"Loved this and I'm not a big history buff. This was an eye-opener. This will make you have an even deeper respect for those who went through slavery and all they endured." — Pollard House
During the 1850s and 1860s more than 100,000 people escaped slavery in the American South by following the Underground Railroad, a complex network of secret routes and safe houses. This inexpensive compilation of firsthand accounts offers authentic insights into the Civil War era and African-American history with compelling narratives by Frederick Douglass, Harriet Tubman, Sojourner Truth, and lesser-known refugees.
Thirty selections include the story of Eliza Harris, "The Slave Woman Who Crossed the Ohio River on the Drifting Ice with Her Child in Her Arms," whose experience inspired a memorable scene in Uncle Tom's Cabin.
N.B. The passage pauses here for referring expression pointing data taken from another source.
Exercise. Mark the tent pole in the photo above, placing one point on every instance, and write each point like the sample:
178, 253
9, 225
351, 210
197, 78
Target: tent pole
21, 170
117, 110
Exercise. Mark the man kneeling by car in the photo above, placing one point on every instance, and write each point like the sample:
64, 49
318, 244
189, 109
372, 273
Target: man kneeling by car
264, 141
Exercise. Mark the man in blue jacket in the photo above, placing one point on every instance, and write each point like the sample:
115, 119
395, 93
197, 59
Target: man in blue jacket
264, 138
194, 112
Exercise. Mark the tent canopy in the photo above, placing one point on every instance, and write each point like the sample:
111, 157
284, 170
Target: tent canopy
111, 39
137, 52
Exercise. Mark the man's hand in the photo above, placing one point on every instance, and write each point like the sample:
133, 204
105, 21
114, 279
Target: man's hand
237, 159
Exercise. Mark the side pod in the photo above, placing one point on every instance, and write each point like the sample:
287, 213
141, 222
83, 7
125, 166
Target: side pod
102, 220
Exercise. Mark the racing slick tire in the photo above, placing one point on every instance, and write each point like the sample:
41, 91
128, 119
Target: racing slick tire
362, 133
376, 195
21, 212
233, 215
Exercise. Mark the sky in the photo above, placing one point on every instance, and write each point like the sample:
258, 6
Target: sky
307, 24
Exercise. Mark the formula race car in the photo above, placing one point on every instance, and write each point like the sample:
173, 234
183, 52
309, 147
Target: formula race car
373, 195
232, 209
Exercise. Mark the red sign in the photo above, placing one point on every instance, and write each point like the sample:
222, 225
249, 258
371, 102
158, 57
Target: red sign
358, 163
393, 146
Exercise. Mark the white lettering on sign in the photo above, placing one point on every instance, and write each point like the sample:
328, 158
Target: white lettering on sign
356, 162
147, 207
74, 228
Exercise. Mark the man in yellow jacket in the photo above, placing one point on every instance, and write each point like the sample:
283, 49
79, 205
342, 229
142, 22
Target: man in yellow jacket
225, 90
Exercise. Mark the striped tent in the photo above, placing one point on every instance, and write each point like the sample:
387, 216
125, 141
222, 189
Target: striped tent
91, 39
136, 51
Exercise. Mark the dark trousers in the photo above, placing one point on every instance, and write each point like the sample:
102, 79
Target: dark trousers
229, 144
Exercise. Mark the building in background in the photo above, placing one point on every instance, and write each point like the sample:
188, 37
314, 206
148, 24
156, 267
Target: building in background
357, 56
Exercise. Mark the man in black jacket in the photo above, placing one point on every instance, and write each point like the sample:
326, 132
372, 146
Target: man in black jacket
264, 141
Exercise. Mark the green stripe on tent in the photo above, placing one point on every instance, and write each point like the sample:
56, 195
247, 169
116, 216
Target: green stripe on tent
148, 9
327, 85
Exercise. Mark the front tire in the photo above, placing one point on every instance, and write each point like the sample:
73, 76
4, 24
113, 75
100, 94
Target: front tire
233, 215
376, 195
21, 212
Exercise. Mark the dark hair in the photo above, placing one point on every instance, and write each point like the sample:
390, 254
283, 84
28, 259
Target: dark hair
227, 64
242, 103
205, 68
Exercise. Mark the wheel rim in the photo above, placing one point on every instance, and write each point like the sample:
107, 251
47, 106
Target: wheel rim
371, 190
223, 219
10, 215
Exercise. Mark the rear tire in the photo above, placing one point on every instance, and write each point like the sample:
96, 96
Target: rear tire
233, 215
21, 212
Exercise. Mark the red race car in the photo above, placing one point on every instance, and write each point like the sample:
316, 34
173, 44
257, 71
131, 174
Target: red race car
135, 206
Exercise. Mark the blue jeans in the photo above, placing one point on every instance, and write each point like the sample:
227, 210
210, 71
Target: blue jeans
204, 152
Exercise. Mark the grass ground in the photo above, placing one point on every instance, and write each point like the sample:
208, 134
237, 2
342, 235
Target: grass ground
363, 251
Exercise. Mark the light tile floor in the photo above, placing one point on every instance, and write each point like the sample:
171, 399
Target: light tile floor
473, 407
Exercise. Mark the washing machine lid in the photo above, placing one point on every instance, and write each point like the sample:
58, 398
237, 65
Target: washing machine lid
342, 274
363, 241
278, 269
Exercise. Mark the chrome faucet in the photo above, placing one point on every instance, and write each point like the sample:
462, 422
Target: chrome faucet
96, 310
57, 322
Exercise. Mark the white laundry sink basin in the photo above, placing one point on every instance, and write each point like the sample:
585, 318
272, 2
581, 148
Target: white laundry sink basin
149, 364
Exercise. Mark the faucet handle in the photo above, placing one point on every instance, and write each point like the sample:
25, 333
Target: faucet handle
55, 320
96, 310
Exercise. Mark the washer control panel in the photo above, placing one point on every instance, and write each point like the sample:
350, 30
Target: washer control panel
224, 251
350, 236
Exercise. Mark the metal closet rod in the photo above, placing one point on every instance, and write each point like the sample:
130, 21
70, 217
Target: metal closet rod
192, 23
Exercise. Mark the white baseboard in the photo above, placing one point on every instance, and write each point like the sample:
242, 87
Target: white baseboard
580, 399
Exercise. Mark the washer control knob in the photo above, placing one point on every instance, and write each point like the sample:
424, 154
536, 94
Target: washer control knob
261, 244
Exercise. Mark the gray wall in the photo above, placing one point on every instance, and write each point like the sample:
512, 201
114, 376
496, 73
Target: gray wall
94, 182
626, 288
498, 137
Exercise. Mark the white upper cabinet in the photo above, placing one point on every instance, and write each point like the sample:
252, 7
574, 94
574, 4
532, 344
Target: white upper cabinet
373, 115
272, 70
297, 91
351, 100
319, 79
Other accounts include that of Henry "Box" Brown, who hid in a crate mailed to Philadelphia abolitionists; Theophilus Collins's escape after "A Desperate, Bloody Struggle — Gun, Knife and Fire Shovel, Used by Infuriated Master"; excerpts from Harriet Jacobs's 1861 narrative, Incidents in the Life of a Slave Girl; and the remarkable flight of William and Ellen Craft, "Female Slave in Male Attire, Fleeing as a Planter, with Her Husband as Her Body Servant."